A new crop of swing-state polls continue to show an advantage for President Barack Obama over Mitt Romney, but the presidential race remains tight in both North Carolina and Nevada.
Obama has pulled ahead of his Republican challenger by seven points in New Hampshire, well outside of the poll's 3 percent margin of error, reports NBC News.
The NBC News/Wall Street Journal/Marist polls released Thursday showed Obama leading Romney 51 percent to 44 percent among likely voters.
But things are less rosy for the President in North Carolina and Nevada, both states he wrestled away from Republicans in 2008.
Obama is ahead of Romney by two points in each state, which is within the margin of error — meaning whether Obama is truly "leading" those states is still in question.
Obama had 49 percent to Romney's 47 percent in Nevada, and 48 percent to Romney's 46 percent in North Carolina, reports CNN.

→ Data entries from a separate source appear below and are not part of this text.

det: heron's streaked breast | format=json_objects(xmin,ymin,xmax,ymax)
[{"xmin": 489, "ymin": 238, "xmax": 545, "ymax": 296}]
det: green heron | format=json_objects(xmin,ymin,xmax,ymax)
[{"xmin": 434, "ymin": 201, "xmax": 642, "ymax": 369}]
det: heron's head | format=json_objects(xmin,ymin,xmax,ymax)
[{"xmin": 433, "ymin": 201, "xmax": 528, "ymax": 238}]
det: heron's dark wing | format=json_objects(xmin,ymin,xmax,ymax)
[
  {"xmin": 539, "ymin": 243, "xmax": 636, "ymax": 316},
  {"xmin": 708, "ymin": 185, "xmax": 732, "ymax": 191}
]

The tight races in North Carolina and Nevada show that the President's ground game might not be as strong as it was in 2008.
The Washington Post reports that the new polls are slightly better for Romney than other recent polling — particularly in Nevada and North Carolina — but overall, there has not been much movement.
“New Hampshire seems to be following the similar trends we’re seeing elsewhere,” Lee Miringoff, director of the Marist Institute for Public Opinion, told NBC.
New Hampshire has been a key battleground for both campaigns. Obama won the state in 2008 but Mitt Romney was hoping to pick up extra votes there because he has high name recognition.
Romney owns a home in the state, which borders Massachusetts, where he served as Governor.
Both campaigns have sent their vice presidential candidates to the Granite State recently. CNN reports that Vice President Joe Biden campaigned there Friday and Saturday, and GOP vice presidential candidate Paul Ryan plans to visit the state this Saturday.
The National Journal reports that it is independents in New Hampshire who likely give the edge to Obama, with their numbers leaning in favor of the president 53 percent to 40 percent, as well as female voters.
Self-identified independents make up nearly half of the state's electorate, according to the Journal, while Democrats and Republicans evenly split the other half.